Processo Vaticano, scintille fra le difese e Pignatone: logica da Inquisizione. Il presidente del Tribunale: dichiarazioni fuori luogo

27 Apr 2022 20:07 - di Paolo Lami
Papa

Sale il livello dello scontro fra le difese degli imputati e il presidente del Tribunale, Pignatone nel processo onnicomprensivo per lo scandalo Vaticano dell’acquisto del palazzo londinese di Sloane Avenue che vede imputate anche altre persone per vicende diverse.

La questione che sta avvelenando il clima del processo in Vaticano è sempre la stessa; il mancato deposito di tutta la documentazione in mano alla giustizia vaticana e che dovrebbe essere messa a disposizione anche delle difese.

Già in precedenza, più volte, c’erano state contestazioni dei legali degli imputati su questo aspetto che è tornato centrale oggi, in maniera irruenta.

“Siamo in presenza di una logica ancora una volta incompatibile con i canoni del giusto processo, giacché – ha detto l’avvocato Luigi Panella, difensore del broker Enrico Crasso, nella memoria difensiva con la quale ha sollevato eccezioni di nullità per l’omesso deposito di cose sequestrate – sono lontani i tempi in cui il ‘directorium inquisitorum’ di frate Nicolas Eymerich, inquisitore generale di Aragona, spiegava che il principale ostacolo alla rapida celebrazione dei processi è la presenza di una difesa”.

Ha reagito il presidente del Tribunale, Giuseppe Pignatone, ex-capo della Procura di Roma bollando le dichiarazioni dell’avvocato Panella come “fuori luogo” e dichiarando il “non luogo a procedere” anche se il difensore di Crasso ha fatto sapere che impugnerà l’ordinanza.

Ieri, nel corso del suo interrogatorio, in occasione della tredicesima udienza del processo per lo scandalo finanziario legato alla compravendita del Palazzo londinese di Sloane Avenue, l’ex-direttore dell’Autorità antiriclaggio del Vaticano, Tommaso Di Ruzza, ha sostenuto che i suoi “unici interlocutori sono stati Papa Francesco, il cardinale Segretario di Stato Pietro Parolin, e il Sostituto monsignor Edgar Peña Parra, i vertici dello Ior, l’Istituto per le Opere di Religione, il Presidente Jean-Baptiste Douville de Franssu, e il direttore generale Gianfranco Mammì, oltre che – per ovvie ragioni d’ufficio – l’allora Presidente dell’Aif René Brülhart e gli allora responsabili degli Uffici interni per la Vigilanza e la regolamentazione e per l’Informazione finanziaria”.

In dichiarazioni spontanee rilasciate  al Tribunale Vaticano, poi, Di Ruzza ha assicurato che “nel corso del mio servizio all’Aif non ho mai conosciuto o tenuto rapporti con Fabrizio Tirabassi, Gianluigi Torzi, Raffaele Mincione, l’avvocato Nicola Squillace, Enrico Crasso, o Cecilia Marogna“.

“Di contro, – ha detto – ho conosciuto per ragioni istituzionali monsignor Mauro Carlino – con il quale non ho mai intrattenuto alcun rapporto in relazione ai fatti oggetto del processo, se non per fissare incontri con il Sostituto mons.
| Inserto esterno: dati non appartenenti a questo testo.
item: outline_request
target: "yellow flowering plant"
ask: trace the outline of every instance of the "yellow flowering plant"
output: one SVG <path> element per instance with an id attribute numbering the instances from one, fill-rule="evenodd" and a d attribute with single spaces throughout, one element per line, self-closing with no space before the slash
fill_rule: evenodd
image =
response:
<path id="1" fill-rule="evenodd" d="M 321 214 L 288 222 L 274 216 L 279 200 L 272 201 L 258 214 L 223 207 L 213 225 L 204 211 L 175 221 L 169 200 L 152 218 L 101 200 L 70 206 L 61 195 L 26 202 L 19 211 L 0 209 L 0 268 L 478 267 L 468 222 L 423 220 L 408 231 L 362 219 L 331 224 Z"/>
Edgar Peña Parra – così come il cardinale Angelo Becciu, che ho incontrato due volte in Segreteria di Stato nel 2018, in merito a questioni d’ufficio estranee ai capi di imputazione”.

Di Ruzza ha poi fatto presente ai giudici che la sua utenza del cellulare “non è presente in alcuna chat agli atti del processo e le mie frequentazioni sono state sempre facilmente riscontrabili: dal 2009 – e fino al mese di novembre del 2021 – ho risieduto nel complesso della zona extraterritoriale di San Calisto a Roma, monitorata 24 ore su 24 dalla videosorveglianza del Corpo della Gendarmeria“.